HDF4 supports a set of interface routines for each supported object (Raster Image, Pallets, Scientific Datasets, Annotation, Vset, and Vgroup) type. CDF supports two interfaces from which a CDF file can be accessed: the Internal Interface and the Standard Interface. The Internal Interface is very robust and consists of one variable argument subroutine call that enables a user to utilize all the functionality supported via CDF software. The Standard Interface is built on top of the Internal Interface and consists of 23 subroutine calls with a fixed argument list. The Standard Interface provides a mechanism in which novice programmers can quickly and easily create a CDF data file.
HDF4 currently offers some compression for storing certain types of data objects, such as images. CDF supports compression of any data type with a choice of run-length encoding, Huffman, adaptive Huffman, and Gnu’s ZIP algorithms.
CDF supports an internal cache in which the user can modify the size through the Internal Interface to enhance performance on specific machines.
HDF4 data files are difficult to update. Data records are physically stored in a contiguous fashion. Therefore, if a data record needs to be extended it usually means that the entire file has to be rewritten. CDF maintains an internal directory of pointers for all the variables in a CDF file and does not require all the data elements for a given variable to be contiguous.

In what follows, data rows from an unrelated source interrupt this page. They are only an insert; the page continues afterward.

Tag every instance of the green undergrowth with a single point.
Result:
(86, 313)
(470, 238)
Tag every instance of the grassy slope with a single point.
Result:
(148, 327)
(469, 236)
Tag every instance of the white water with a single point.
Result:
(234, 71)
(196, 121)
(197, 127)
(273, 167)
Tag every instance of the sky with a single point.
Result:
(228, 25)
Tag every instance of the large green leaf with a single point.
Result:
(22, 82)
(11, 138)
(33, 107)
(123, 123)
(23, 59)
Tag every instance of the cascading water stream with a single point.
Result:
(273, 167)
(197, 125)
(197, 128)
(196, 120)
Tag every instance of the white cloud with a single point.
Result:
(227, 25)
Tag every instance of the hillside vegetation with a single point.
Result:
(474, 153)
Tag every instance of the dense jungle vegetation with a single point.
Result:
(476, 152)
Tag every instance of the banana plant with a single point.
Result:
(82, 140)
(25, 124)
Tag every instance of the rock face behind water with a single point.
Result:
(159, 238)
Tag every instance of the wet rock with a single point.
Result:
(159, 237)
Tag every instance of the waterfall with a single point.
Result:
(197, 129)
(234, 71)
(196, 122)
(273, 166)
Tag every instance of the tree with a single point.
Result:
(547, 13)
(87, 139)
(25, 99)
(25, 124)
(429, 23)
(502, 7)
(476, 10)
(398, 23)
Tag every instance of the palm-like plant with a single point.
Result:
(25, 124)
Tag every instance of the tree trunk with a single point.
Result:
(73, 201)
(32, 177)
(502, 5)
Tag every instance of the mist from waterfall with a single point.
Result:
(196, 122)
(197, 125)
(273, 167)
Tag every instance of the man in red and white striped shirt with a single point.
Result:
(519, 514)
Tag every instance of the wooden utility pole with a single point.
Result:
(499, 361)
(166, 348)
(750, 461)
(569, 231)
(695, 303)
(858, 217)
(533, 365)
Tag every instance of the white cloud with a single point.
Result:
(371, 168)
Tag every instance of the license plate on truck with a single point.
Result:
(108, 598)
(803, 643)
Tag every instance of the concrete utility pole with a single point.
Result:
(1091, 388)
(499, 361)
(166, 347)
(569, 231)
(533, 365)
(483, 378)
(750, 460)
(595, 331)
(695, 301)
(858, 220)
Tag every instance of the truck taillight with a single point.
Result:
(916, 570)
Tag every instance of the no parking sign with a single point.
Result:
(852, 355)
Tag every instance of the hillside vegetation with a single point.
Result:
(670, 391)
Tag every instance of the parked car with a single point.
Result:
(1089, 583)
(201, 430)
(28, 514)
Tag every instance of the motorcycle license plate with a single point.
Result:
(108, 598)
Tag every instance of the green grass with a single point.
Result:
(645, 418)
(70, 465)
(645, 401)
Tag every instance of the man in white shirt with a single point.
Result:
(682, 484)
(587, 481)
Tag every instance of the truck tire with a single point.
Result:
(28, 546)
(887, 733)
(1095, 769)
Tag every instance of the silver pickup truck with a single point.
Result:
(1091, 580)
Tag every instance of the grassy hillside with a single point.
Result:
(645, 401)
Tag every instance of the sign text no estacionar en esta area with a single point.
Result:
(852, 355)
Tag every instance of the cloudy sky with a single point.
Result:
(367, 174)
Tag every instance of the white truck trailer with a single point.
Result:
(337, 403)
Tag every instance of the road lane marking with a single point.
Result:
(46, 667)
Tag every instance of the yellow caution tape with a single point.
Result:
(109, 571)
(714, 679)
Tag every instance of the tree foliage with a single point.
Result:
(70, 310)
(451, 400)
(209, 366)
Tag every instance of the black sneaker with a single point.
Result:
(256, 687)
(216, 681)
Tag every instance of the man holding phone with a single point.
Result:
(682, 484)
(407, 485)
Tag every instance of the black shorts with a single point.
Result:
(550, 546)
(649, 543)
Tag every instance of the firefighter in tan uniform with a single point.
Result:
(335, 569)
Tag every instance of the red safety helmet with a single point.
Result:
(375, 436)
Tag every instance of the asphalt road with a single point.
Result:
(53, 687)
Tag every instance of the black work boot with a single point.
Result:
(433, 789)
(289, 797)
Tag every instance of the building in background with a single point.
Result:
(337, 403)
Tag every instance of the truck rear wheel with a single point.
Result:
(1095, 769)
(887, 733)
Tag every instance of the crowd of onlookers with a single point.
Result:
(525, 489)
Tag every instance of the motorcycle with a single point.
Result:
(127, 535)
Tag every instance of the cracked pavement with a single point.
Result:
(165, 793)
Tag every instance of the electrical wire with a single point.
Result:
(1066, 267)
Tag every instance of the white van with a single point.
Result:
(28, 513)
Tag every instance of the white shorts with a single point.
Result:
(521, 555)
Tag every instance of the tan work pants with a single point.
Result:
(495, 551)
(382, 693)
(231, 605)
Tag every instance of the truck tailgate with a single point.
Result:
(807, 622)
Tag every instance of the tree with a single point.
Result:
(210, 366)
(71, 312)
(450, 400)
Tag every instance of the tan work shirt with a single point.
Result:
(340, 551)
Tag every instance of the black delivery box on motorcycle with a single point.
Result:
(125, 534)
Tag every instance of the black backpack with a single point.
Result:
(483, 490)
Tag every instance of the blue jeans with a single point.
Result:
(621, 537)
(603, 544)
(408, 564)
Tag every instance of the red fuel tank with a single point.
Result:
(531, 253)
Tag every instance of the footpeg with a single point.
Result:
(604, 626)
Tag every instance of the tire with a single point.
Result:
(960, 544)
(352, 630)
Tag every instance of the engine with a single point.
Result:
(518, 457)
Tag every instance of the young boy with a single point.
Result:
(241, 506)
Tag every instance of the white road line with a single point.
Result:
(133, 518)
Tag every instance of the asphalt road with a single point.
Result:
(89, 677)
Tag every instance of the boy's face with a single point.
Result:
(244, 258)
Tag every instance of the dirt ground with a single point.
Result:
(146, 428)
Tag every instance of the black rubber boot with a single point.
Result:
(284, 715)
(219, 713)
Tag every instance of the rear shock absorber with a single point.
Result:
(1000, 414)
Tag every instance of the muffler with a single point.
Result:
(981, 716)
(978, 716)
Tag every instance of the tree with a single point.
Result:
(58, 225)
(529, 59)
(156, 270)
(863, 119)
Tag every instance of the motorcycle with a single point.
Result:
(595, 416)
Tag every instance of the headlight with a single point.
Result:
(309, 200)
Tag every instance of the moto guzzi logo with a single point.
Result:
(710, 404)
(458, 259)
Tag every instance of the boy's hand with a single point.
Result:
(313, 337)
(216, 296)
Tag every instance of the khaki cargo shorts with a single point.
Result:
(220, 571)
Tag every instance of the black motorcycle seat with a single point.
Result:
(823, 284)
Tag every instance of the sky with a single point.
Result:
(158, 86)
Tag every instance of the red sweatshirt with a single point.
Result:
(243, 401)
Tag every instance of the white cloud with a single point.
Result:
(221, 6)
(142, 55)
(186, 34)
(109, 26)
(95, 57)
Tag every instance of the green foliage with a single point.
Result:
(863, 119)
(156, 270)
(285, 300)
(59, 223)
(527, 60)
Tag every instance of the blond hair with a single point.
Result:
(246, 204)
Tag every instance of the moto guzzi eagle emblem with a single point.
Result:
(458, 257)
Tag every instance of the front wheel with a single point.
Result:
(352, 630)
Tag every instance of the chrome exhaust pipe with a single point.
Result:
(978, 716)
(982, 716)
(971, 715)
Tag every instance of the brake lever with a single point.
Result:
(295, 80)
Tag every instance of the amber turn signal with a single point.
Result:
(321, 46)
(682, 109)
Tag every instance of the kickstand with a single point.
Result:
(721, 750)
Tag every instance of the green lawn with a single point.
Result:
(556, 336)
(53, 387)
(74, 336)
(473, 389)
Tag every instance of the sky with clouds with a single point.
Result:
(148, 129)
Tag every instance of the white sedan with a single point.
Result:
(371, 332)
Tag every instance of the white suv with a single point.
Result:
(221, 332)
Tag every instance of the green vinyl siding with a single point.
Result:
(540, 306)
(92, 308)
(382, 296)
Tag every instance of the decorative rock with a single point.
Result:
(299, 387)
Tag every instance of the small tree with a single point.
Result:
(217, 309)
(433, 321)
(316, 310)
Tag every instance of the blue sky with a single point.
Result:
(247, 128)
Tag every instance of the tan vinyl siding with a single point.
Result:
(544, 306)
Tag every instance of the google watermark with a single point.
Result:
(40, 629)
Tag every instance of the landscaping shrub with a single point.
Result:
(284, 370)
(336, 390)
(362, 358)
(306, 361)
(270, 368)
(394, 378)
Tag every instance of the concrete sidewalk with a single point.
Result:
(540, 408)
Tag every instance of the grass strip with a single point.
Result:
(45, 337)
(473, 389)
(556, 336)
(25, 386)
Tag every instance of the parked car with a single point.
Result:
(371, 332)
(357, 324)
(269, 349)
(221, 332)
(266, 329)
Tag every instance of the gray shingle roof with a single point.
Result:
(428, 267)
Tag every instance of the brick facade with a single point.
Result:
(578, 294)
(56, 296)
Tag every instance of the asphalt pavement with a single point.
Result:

Therefore, existing variables can be extended, modified, and deleted, and new variables added to the existing file.
In the late 1980’s the CDF software was redesigned and rewritten (CDF 2.0) in C. With little or no impact on performance, the redesign provided for an open framework that could be easily extended to incorporate new functionality and features when needed. CDF is currently at Version 3.0, and performance has been enhanced significantly.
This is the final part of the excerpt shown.